Following data collection, the project deployed a combination of qualitative and quantitative methods to map the informal economy. Qualitative analysis focused on reconstructing the daily operations of the ‘parallel economy.’ By closely reading thousands of case files, the project mapped sophisticated networks of unlicensed merchants, underground factories, and informal brokers. A major achievement in this phase was uncovering the systematic collusion between informal entrepreneurs and state actors. The analysis revealed how state resources were diverted to the black market and how the planned economy was effectively hollowed out from within by the very agents tasked with enforcing it.
Simultaneously, quantitative methods were used to measure the scope of this activity. A novel dataset of over 2,000 prosecuted cases was created and subjected to statistical analysis. This produced a robust estimate of the size of the underground economy, a sphere of activity that had previously remained unquantified. Furthermore, statistical analysis of enforcement patterns provided empirical evidence of a growing divergence between central mandates and local realities, confirming that the informal economy flourished due to selective non-enforcement by local officials.

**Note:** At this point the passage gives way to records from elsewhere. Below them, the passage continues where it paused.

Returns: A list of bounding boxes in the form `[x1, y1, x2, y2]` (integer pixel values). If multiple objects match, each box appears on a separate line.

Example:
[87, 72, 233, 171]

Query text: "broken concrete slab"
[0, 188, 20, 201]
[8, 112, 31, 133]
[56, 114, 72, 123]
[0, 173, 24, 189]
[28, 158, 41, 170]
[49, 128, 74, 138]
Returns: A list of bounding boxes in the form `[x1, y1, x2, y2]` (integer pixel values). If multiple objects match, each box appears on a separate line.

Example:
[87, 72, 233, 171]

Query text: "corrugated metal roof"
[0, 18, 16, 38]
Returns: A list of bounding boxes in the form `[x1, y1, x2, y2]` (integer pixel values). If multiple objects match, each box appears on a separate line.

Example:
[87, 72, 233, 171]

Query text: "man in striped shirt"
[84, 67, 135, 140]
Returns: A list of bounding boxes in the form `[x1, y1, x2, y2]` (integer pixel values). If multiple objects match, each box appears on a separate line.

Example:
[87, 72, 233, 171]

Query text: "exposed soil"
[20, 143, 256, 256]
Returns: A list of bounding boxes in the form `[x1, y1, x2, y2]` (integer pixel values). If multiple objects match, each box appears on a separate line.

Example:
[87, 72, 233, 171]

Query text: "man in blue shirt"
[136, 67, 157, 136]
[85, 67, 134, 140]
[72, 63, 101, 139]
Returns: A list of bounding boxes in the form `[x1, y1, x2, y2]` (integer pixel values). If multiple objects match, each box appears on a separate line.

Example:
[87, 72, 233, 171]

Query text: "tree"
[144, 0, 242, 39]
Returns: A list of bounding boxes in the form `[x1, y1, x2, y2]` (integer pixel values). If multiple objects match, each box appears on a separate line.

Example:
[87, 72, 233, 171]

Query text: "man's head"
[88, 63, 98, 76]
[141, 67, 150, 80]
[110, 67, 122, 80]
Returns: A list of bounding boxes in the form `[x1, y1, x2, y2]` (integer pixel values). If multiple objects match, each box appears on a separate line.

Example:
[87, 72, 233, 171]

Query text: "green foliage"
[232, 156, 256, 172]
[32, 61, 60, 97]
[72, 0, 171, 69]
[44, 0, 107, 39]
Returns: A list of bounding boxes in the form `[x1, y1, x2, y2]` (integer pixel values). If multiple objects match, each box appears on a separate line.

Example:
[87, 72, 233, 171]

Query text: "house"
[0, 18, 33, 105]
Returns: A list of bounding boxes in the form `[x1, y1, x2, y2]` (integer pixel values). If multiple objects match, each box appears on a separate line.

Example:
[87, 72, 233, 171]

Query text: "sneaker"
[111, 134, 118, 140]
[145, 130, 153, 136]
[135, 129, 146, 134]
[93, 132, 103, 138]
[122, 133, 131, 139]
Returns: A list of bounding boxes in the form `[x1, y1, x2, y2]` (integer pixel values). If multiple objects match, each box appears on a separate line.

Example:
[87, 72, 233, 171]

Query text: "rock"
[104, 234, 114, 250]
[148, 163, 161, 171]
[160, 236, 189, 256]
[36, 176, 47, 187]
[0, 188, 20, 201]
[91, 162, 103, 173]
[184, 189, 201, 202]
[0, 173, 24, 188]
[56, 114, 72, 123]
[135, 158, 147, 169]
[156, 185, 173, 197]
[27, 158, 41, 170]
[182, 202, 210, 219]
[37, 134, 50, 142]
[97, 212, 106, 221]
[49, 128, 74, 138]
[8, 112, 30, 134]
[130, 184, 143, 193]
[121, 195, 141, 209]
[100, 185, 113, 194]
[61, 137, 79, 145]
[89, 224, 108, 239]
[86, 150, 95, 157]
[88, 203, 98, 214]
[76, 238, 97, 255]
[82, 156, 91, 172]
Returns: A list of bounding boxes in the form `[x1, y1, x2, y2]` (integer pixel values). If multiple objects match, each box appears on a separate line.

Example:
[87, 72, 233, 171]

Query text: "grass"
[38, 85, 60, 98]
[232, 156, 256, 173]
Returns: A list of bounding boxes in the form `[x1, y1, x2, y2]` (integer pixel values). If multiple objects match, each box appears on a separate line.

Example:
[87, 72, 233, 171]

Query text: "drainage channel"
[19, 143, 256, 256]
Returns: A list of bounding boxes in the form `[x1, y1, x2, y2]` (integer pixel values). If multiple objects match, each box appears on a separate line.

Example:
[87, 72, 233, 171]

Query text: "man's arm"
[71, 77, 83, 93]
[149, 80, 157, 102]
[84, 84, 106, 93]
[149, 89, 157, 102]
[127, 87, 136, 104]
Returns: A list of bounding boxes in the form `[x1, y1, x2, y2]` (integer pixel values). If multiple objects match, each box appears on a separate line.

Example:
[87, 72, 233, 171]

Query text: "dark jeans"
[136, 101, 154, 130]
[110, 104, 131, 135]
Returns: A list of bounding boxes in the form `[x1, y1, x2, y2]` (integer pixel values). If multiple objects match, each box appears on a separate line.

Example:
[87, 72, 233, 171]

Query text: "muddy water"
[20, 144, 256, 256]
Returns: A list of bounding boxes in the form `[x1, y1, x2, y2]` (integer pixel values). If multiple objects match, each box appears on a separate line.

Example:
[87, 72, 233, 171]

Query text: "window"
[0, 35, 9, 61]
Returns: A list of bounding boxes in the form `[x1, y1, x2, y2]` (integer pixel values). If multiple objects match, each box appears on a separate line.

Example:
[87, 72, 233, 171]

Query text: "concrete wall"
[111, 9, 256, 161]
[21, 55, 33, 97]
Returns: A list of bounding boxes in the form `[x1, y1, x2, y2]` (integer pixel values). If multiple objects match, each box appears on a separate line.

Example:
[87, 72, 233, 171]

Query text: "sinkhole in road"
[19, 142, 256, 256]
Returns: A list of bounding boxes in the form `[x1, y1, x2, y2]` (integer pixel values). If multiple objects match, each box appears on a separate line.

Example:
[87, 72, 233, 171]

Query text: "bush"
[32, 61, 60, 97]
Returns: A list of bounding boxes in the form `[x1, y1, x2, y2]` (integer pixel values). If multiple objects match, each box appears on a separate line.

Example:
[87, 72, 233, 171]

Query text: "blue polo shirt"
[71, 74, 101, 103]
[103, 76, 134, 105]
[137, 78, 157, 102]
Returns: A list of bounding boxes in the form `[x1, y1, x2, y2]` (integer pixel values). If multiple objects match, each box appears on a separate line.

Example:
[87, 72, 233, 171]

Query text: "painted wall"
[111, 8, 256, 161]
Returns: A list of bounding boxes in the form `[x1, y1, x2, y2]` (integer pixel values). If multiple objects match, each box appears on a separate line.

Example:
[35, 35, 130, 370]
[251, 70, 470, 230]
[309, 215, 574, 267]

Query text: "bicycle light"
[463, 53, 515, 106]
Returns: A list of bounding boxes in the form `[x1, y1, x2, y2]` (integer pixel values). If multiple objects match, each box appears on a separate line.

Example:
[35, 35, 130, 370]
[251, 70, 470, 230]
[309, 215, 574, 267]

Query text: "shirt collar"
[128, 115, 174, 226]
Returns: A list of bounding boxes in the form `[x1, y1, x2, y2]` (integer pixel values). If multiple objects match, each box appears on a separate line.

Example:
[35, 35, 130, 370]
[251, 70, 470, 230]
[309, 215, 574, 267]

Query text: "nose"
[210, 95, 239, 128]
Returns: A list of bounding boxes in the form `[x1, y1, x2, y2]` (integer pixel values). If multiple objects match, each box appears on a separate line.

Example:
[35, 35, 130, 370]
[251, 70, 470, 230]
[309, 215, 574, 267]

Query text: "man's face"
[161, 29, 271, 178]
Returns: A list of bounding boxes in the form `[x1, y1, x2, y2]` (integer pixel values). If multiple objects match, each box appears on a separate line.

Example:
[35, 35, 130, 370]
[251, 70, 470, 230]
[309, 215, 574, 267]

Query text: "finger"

The final phase involved synthesizing these empirical findings into a new explanatory framework. The results were integrated to demonstrate that the state's attempt to forcibly embed the economy into a political plan triggered a powerful, spontaneous counter-movement from below to resurrect market mechanisms.
First, the project has established a new chronology of Chinese capitalism. Contrary to conventional views that strictly separate the planned economy of Maoist era from the market economy of the Reform era, the results demonstrate that the Maoist period was a crucial incubator for the business practices that defined China’s later rise. The research shows that the collusive, state-centric business strategies often observed in modern China are not recent inventions but possess deep historical roots in the survival strategies perfected during the era of the planned economy. This finding fundamentally shifts the understanding of path dependency in China’s development.
Second, the project developed a new theoretical framework for understanding state-market relations in authoritarian contexts. It moves beyond the binary view of state versus market to highlight the role of local actors who actively reshaped their institutional environment. The research empirically demonstrates that informal entrepreneurial action can generate a spontaneous counter-movement to state planning, forcing institutional change from the bottom up. This provides a more nuanced lens for analyzing how markets emerge and persist even under regimes hostile to private enterprise.
Third, the project achieved a methodological breakthrough by pioneering the use of discarded administrative records as a primary data source for historical research. In a context where official archives are increasingly inaccessible, this technique offers a valuable and replicable template for scholars working in data-scarce environments.